1# llama.cpp Web UI
  2
  3A modern, feature-rich web interface for llama.cpp built with SvelteKit. This UI provides an intuitive chat interface with advanced file handling, conversation management, and comprehensive model interaction capabilities.
  4
  5The WebUI supports two server operation modes:
  6
  7- **MODEL mode** - Single model operation (standard llama-server)
  8- **ROUTER mode** - Multi-model operation with dynamic model loading/unloading
  9
 10---
 11
 12## Table of Contents
 13
 14- [Features](#features)
 15- [Getting Started](#getting-started)
 16- [Tech Stack](#tech-stack)
 17- [Build Pipeline](#build-pipeline)
 18- [Architecture](#architecture)
 19- [Data Flows](#data-flows)
 20- [Architectural Patterns](#architectural-patterns)
 21- [Testing](#testing)
 22
 23---
 24
 25## Features
 26
 27### Chat Interface
 28
 29- **Streaming responses** with real-time updates
 30- **Reasoning content** - Support for models with thinking/reasoning blocks
 31- **Dark/light theme** with system preference detection
 32- **Responsive design** for desktop and mobile
 33
 34### File Attachments
 35
 36- **Images** - JPEG, PNG, GIF, WebP, SVG (with PNG conversion)

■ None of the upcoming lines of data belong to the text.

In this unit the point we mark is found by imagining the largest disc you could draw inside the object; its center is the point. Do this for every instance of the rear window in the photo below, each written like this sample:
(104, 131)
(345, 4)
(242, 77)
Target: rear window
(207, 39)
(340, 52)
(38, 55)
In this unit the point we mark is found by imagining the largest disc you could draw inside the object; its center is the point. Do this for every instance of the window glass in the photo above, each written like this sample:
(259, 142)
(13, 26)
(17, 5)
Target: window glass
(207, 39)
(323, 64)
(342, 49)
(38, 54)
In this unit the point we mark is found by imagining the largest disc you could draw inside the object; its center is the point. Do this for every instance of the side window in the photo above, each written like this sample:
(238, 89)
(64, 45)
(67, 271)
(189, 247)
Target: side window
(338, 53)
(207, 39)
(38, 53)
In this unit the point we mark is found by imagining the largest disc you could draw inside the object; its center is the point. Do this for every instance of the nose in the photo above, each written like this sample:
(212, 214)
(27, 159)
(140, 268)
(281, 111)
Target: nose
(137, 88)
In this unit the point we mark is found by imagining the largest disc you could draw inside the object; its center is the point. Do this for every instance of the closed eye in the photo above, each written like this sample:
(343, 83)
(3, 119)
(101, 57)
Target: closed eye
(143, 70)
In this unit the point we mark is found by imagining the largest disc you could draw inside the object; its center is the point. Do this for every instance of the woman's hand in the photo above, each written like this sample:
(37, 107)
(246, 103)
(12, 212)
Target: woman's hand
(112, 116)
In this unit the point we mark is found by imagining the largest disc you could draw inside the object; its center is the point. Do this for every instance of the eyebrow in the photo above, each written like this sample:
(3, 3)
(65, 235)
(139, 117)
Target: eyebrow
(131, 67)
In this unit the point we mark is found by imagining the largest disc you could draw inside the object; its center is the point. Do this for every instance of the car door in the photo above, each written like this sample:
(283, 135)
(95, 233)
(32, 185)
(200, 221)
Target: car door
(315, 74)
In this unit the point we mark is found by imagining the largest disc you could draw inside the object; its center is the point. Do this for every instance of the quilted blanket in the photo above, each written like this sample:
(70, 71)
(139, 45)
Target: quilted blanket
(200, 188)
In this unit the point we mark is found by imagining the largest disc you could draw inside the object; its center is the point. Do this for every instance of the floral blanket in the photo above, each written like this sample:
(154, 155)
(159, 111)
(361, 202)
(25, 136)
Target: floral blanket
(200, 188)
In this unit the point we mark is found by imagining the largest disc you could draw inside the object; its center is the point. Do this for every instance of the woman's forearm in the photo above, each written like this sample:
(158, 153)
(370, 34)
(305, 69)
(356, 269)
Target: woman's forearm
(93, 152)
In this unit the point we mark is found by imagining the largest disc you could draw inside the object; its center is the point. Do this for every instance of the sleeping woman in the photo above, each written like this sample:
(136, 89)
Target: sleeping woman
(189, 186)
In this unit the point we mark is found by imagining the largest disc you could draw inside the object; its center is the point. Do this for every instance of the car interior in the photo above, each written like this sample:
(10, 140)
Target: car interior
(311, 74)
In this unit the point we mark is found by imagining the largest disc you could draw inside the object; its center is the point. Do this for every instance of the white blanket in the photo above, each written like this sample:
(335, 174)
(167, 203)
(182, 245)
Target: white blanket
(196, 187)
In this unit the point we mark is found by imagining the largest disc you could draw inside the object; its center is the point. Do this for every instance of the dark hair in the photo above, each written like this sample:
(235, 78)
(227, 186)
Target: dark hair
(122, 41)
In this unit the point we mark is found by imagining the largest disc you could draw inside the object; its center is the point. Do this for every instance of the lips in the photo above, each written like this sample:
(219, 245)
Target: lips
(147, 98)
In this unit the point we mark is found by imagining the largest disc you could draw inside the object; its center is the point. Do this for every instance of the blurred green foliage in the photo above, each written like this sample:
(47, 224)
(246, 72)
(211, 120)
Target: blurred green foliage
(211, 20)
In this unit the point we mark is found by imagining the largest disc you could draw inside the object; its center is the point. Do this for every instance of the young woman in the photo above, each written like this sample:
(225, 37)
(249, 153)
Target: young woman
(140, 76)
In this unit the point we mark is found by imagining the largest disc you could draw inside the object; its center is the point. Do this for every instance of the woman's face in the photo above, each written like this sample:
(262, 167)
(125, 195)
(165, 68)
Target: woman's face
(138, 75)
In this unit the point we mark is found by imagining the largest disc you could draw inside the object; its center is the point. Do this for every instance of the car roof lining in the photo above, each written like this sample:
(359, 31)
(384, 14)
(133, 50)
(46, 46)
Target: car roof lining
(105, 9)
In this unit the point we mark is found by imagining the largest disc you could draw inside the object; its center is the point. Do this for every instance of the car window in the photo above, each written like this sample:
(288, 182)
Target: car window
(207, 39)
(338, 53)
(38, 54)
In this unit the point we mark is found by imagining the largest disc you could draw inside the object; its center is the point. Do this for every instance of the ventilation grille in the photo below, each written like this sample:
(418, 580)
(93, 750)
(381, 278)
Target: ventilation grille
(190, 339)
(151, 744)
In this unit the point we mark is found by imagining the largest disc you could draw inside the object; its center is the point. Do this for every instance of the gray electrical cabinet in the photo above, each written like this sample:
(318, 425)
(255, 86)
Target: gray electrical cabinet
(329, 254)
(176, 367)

 37- **Documents** - PDF (text extraction or image conversion for vision models)
 38- **Audio** - MP3, WAV for audio-capable models
 39- **Text files** - Source code, markdown, and other text formats
 40- **Drag-and-drop** and paste support with rich previews
 41
 42### Conversation Management
 43
 44- **Branching** - Branch messages conversations at any point by editing messages or regenerating responses, navigate between branches
 45- **Regeneration** - Regenerate responses with optional model switching (ROUTER mode)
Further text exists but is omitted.